In the original WeGO workflow, since WeGO will only support a quantized INT8
model as its input, a separate quantization flow should be executed first by leveraging
the Vitis AI quantizer explicitly to quantize the float32 model into an INT8 model. It
creates the need to perform extra tasks for the users such performing conda environment
switch operations between quantizer and WeGO, figuring out the relationship between
Vitis AI quantizer and WeGO. To improve the ease of use and make the entire process from
quantization to deployment smoother, WeGO has integrated Vitis AI quantizer into its
flow, enabling on-the-fly quantization when a float32 model is offered as WeGO’s input.
Besides the original WeGO API for compilation, a new API is introduced in WeGO for
quantization purposes and the quantizer details are transparent to the end users.
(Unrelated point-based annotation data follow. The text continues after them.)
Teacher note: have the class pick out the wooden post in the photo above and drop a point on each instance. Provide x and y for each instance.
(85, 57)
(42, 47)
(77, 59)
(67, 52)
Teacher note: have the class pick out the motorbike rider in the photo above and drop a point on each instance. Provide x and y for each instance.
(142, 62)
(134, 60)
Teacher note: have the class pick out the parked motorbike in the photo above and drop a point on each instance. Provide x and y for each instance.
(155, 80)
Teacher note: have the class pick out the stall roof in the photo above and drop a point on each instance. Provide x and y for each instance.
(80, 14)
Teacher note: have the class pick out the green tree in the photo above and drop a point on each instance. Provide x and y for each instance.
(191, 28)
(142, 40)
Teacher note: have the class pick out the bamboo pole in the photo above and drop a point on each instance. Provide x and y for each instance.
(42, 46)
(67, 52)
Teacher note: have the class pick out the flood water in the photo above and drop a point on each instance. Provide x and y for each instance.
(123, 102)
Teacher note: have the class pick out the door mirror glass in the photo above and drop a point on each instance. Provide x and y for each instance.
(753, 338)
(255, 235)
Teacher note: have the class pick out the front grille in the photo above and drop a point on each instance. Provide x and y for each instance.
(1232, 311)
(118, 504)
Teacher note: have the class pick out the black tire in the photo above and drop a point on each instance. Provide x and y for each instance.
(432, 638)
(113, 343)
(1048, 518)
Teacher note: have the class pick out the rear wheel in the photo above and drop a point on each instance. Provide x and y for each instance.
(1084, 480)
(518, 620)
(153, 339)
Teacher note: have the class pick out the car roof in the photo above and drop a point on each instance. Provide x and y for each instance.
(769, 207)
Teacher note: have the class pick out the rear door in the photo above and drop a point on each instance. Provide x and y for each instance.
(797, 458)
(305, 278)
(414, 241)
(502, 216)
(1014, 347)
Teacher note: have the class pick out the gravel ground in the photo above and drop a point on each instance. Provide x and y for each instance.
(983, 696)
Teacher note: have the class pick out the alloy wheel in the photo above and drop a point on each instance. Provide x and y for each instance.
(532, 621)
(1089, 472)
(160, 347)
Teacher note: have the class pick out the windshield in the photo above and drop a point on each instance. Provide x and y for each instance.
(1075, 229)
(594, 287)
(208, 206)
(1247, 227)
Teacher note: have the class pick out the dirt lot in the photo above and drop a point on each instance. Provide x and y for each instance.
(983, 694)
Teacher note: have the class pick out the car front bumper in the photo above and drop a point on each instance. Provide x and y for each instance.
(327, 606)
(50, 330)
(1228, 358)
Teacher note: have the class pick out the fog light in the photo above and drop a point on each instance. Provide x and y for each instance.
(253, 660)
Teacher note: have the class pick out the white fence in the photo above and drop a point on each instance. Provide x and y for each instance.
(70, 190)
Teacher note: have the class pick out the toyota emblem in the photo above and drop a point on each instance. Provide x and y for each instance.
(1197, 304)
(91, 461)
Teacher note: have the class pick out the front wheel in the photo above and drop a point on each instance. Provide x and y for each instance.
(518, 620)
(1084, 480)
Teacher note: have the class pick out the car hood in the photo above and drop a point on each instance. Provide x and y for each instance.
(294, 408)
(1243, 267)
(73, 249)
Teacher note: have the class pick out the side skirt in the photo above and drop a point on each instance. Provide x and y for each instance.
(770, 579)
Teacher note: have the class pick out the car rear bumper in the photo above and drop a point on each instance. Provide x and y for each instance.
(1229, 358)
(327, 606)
The
quantization integration in WeGO is in early stage, so there are some limitations:
- Only PTQ (Post Training Quantization) is supported in the integration flow now. If accuracy is far from expected, fine-tuning or QAT (Quantization Aware Training) must be used to improve the accuracy by following the native Vitis AI quantization flow.
- Only CPUs are adopted for quantization in WeGO and currently GPUs devices are not supported. This may introduce some issues when quantizing large models, which will consume a lot of time.